Professor Adrian Bauman and Dr Philayrath Phongsavan lead the Prevention Research Collaboration at the University and conducted the evaluation of the free service.
“Over half the participants lost between 2.5 and 10 percent of their initial body weight, enough to make a health difference,” said Professor Bauman.
Participants in the six-month coaching program lost on average 4 kilograms and 5 centimetres from their waist, and these improvements were maintained six months after completing the program.
There was a higher involvement of people from disadvantaged backgrounds and from regional locations than predicted, based on their population numbers.
“We know that these groups are less likely to access health services and more likely to have a greater chance of chronic disease because of their lifestyle risk factors,” said Professor Bauman.
The Get Healthy Information and Coaching Service was launched by the NSW Government in 2009. The telephone service is described as helping adults make “sustained improvements in healthy eating, physical activity and achieving or maintaining a healthy weight”.

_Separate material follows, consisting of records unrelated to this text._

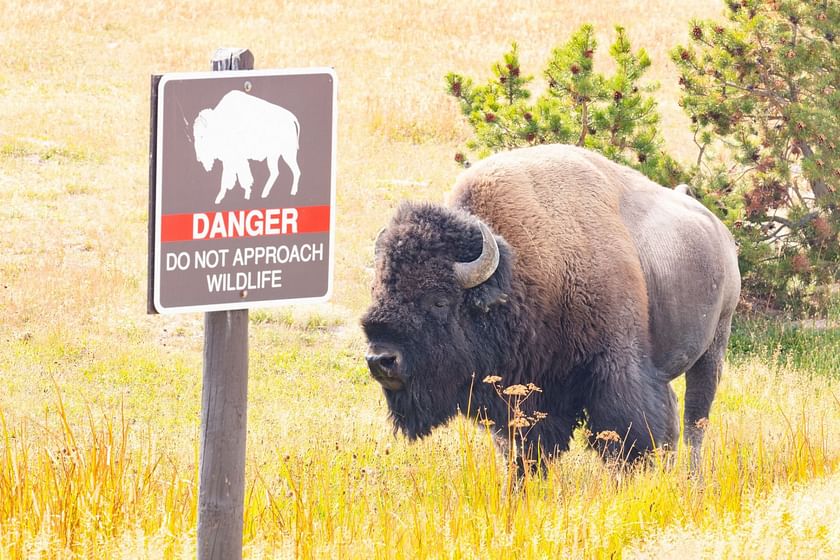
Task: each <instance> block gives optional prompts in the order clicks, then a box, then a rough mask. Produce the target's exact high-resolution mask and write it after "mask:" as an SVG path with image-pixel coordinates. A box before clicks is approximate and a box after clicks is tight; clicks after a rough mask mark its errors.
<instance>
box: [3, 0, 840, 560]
mask: <svg viewBox="0 0 840 560" xmlns="http://www.w3.org/2000/svg"><path fill="white" fill-rule="evenodd" d="M721 11H722V3H721V2H717V1H711V0H686V1H684V2H670V1H666V0H651V1H646V2H635V1H629V0H620V1H616V2H595V1H578V2H571V1H567V0H563V1H547V0H545V1H543V0H533V1H529V2H514V3H510V2H498V1H489V0H487V1H469V2H451V3H442V2H434V1H430V0H425V1H421V0H411V1H406V2H388V3H379V2H360V1H345V2H328V1H312V2H303V1H300V2H293V1H281V0H277V1H275V2H272V1H268V0H258V1H254V2H243V3H235V4H234V3H230V2H199V1H194V2H175V1H174V0H161V1H154V0H152V1H150V2H148V3H139V2H129V1H127V0H115V1H110V2H106V1H105V0H101V1H100V0H90V1H84V0H82V1H76V2H67V1H66V0H65V1H46V0H35V1H32V0H4V2H3V10H2V19H0V55H2V60H4V61H5V64H6V68H5V70H4V71H3V72H2V73H0V109H2V110H0V309H2V313H3V320H2V323H0V558H45V559H46V558H68V559H69V558H182V557H183V558H191V557H194V555H195V542H194V541H195V527H196V497H197V493H198V488H197V472H196V471H197V461H198V428H199V406H200V393H201V388H200V384H201V346H202V317H201V315H200V314H188V315H181V316H173V317H161V316H147V315H146V314H145V309H146V301H145V298H146V227H147V196H148V182H147V181H148V163H147V161H148V160H147V158H148V126H149V114H148V111H149V109H148V105H149V76H150V75H151V74H153V73H160V72H164V71H193V70H206V69H208V68H209V58H210V55H211V54H212V52H213V50H214V49H215V48H216V47H218V46H244V47H248V48H250V49H251V50H252V51H253V52H254V54H255V57H256V67H257V68H268V67H283V66H289V67H302V66H333V67H335V69H336V73H337V75H338V80H339V96H338V97H339V130H338V134H339V140H338V184H337V188H338V214H337V215H338V219H337V225H338V231H337V247H338V252H337V259H336V281H335V286H336V289H335V292H334V296H333V300H332V303H331V304H329V305H324V306H318V307H310V308H283V309H273V310H257V311H252V312H251V341H250V344H251V350H250V381H249V410H248V415H249V418H248V424H249V434H248V437H249V440H248V460H247V467H246V468H247V472H246V485H247V488H246V519H245V555H246V557H248V558H275V557H300V558H566V557H569V558H602V557H603V558H618V557H622V556H623V557H628V558H629V557H635V558H836V557H840V518H838V516H837V513H836V512H837V509H836V507H837V506H836V504H837V501H838V499H840V470H838V467H840V438H838V435H837V434H838V432H840V401H838V396H839V395H840V390H838V387H837V380H838V379H840V376H839V375H838V371H837V370H838V369H840V366H838V361H837V358H836V356H837V355H838V354H840V348H835V349H834V350H831V349H825V348H821V349H820V351H821V352H823V354H821V355H823V356H825V359H824V360H823V361H822V362H819V363H820V364H821V365H820V366H819V367H810V366H801V365H799V364H798V363H794V362H793V361H792V360H790V359H787V358H786V356H785V355H783V354H780V353H779V352H780V351H779V350H777V351H776V353H775V354H773V355H771V356H769V357H768V356H767V355H755V356H743V357H742V359H739V360H737V361H731V362H730V363H729V364H728V367H727V370H726V372H725V377H724V382H723V385H722V387H721V390H720V393H719V397H718V400H717V401H716V404H715V408H714V409H713V418H712V424H711V427H710V432H709V437H708V439H707V447H706V449H705V456H704V465H703V475H704V476H703V480H702V482H701V481H699V480H697V479H695V478H692V477H691V476H689V475H688V472H687V467H686V457H685V452H684V450H680V453H679V454H678V457H677V461H676V465H675V466H673V467H672V468H665V467H664V466H662V465H661V464H654V465H652V466H649V467H648V468H646V469H642V470H639V471H638V472H628V473H618V472H615V471H613V470H611V469H609V468H607V467H605V466H604V465H603V464H602V463H601V462H600V460H598V458H597V457H596V456H595V454H594V453H593V452H592V451H591V450H588V449H586V448H585V446H584V444H583V443H582V439H581V438H578V440H577V441H576V444H575V446H574V448H573V450H572V451H571V452H570V453H568V454H567V455H566V456H564V457H563V458H562V459H561V460H560V461H557V462H556V463H554V464H553V465H551V467H550V469H549V472H548V475H547V476H546V477H545V478H540V479H529V480H527V481H526V482H525V483H524V485H523V487H522V488H519V489H516V490H510V488H509V484H508V482H509V474H508V471H507V470H506V469H505V465H504V464H503V461H502V458H501V457H500V456H499V455H498V454H497V452H496V451H495V450H494V448H493V446H492V443H491V442H490V441H489V440H488V436H487V435H486V434H485V433H484V432H482V431H480V430H477V429H475V428H474V427H473V426H472V425H471V424H469V423H467V422H462V421H458V422H453V423H452V425H450V426H448V427H447V428H445V429H443V430H441V431H439V432H437V433H435V434H434V435H433V436H432V437H430V438H428V439H427V440H424V441H422V442H419V443H417V444H412V445H410V444H408V443H407V442H406V441H405V440H404V439H403V438H401V437H394V436H393V435H392V433H391V430H390V427H389V425H388V424H387V422H386V406H385V402H384V399H383V397H382V396H381V393H380V389H379V388H378V386H377V385H376V384H375V383H374V382H372V381H371V380H370V379H369V378H368V374H367V370H366V368H365V366H364V361H363V359H362V355H363V352H364V344H363V338H362V335H361V332H360V329H359V328H358V316H359V315H360V313H361V312H362V310H363V309H364V308H365V306H366V305H367V301H368V293H369V292H368V285H369V282H370V280H371V276H370V274H371V272H370V268H369V266H370V261H371V256H372V242H373V238H374V236H375V233H376V231H377V230H378V229H379V228H380V227H382V225H383V224H384V222H385V220H386V219H387V217H388V216H389V215H390V212H391V211H392V209H393V208H394V207H395V206H396V205H397V204H398V203H399V201H401V200H404V199H422V200H431V201H441V200H442V199H443V196H444V193H445V192H446V191H447V189H448V186H449V185H450V184H451V182H452V180H453V178H454V176H455V175H456V174H457V172H458V167H457V166H456V164H455V162H454V161H453V154H454V153H455V151H456V150H457V149H458V148H460V147H461V146H462V145H463V142H464V140H465V139H466V138H467V134H468V130H467V128H466V127H465V125H463V124H462V122H461V120H460V115H459V112H458V109H457V107H456V105H455V103H454V102H453V101H451V100H450V99H448V98H447V95H446V93H445V91H444V83H443V76H444V74H445V73H446V72H447V71H457V72H459V73H464V74H468V75H471V76H477V77H485V76H487V75H488V74H489V66H490V64H491V62H493V61H495V60H496V59H498V58H499V57H500V56H501V54H502V53H503V52H504V51H505V50H506V49H507V48H508V47H509V45H510V42H511V41H518V42H519V44H520V50H521V60H522V63H523V67H524V70H525V71H526V72H529V73H532V74H539V72H540V70H541V68H542V66H543V63H544V61H545V60H546V58H547V56H548V54H549V52H550V50H551V48H552V47H554V46H555V45H557V44H558V43H560V42H562V41H565V40H566V38H567V37H568V35H569V34H570V32H571V31H573V30H574V29H576V28H577V27H578V26H579V25H580V24H582V23H584V22H591V23H593V24H595V25H596V26H597V29H598V31H599V39H600V44H601V46H602V47H606V45H608V44H609V41H610V40H611V37H612V26H613V25H614V24H618V23H621V24H622V25H624V26H625V27H626V28H627V30H628V33H629V36H630V37H631V39H632V41H633V45H634V47H635V48H638V47H644V48H646V49H647V50H648V52H649V53H650V55H651V57H652V59H653V62H654V64H653V67H652V69H651V71H650V72H649V77H650V78H651V79H652V80H658V81H660V82H661V84H662V87H661V89H660V90H659V91H658V93H657V98H658V100H659V106H660V111H661V113H662V117H663V125H664V132H665V136H666V139H667V141H668V147H669V149H670V150H671V151H672V152H673V153H676V154H678V155H679V156H680V157H682V158H684V159H686V160H689V159H690V158H692V157H693V155H694V152H693V149H692V146H691V142H690V135H689V134H688V132H687V129H686V124H687V123H686V119H685V118H684V117H683V115H682V114H681V113H680V111H679V108H678V106H677V88H676V73H675V70H674V68H673V67H672V66H671V64H670V62H669V61H668V57H667V52H668V51H669V50H670V49H671V48H672V47H673V46H674V45H675V44H677V43H679V42H685V41H686V37H687V30H688V27H687V22H688V21H689V19H690V18H692V17H719V16H720V14H721ZM605 51H606V48H602V52H600V53H599V54H598V57H599V61H600V62H601V63H605V62H606V58H607V57H606V52H605ZM828 340H835V341H836V340H837V338H834V339H828ZM813 348H814V350H815V351H816V350H817V348H818V347H817V346H816V345H815V346H814V347H813ZM804 353H809V350H808V349H807V348H806V349H805V351H804ZM771 354H772V352H771ZM832 370H833V371H832ZM675 385H676V389H677V392H678V393H681V392H682V383H681V381H679V380H678V381H677V382H676V383H675Z"/></svg>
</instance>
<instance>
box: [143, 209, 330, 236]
mask: <svg viewBox="0 0 840 560" xmlns="http://www.w3.org/2000/svg"><path fill="white" fill-rule="evenodd" d="M160 226H161V227H160V240H161V243H172V242H174V241H201V240H206V239H232V238H238V237H262V236H266V235H295V234H299V233H323V232H327V231H329V230H330V207H329V206H303V207H301V208H255V209H252V210H231V211H228V212H198V213H195V214H165V215H164V216H163V217H162V219H161V224H160Z"/></svg>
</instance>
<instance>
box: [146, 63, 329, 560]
mask: <svg viewBox="0 0 840 560" xmlns="http://www.w3.org/2000/svg"><path fill="white" fill-rule="evenodd" d="M253 65H254V56H253V55H252V54H251V52H250V51H249V50H247V49H218V50H217V51H216V52H215V53H214V55H213V70H214V71H213V72H204V73H174V74H164V75H162V76H153V77H152V96H151V105H152V119H151V121H152V122H151V142H150V144H151V150H150V173H149V174H150V197H149V215H150V220H151V223H150V232H149V312H150V313H181V312H188V311H204V312H205V316H204V369H203V378H202V381H203V385H202V394H201V443H200V445H201V447H200V459H199V462H200V465H199V497H198V558H199V559H200V560H205V559H229V558H234V559H240V558H241V557H242V529H243V511H244V496H245V441H246V435H247V429H246V426H247V393H248V309H249V308H251V307H258V306H259V307H262V306H266V305H276V304H281V303H290V302H294V303H301V302H312V301H326V300H327V299H328V298H329V295H330V291H331V288H332V269H333V262H334V250H333V247H334V232H335V227H334V220H335V216H334V211H333V210H334V208H335V148H336V141H335V128H336V106H335V100H336V92H335V75H334V73H333V72H332V70H331V69H323V68H322V69H299V70H266V71H254V70H253Z"/></svg>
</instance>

Almost 20,000 people have taken part in the program. They are advised to make lifestyle changes such as increasing their daily serves of fruit and vegetables and decreasing the amount of sugary drinks and takeaway meals they consume. They are also encouraged to walk more and undertake more moderate intensity and vigorous intensity activity.
The coaching service sees participants receive up to 10 calls over six months.
The Get Healthy Service evaluation is funded by the NSW Ministry of Health.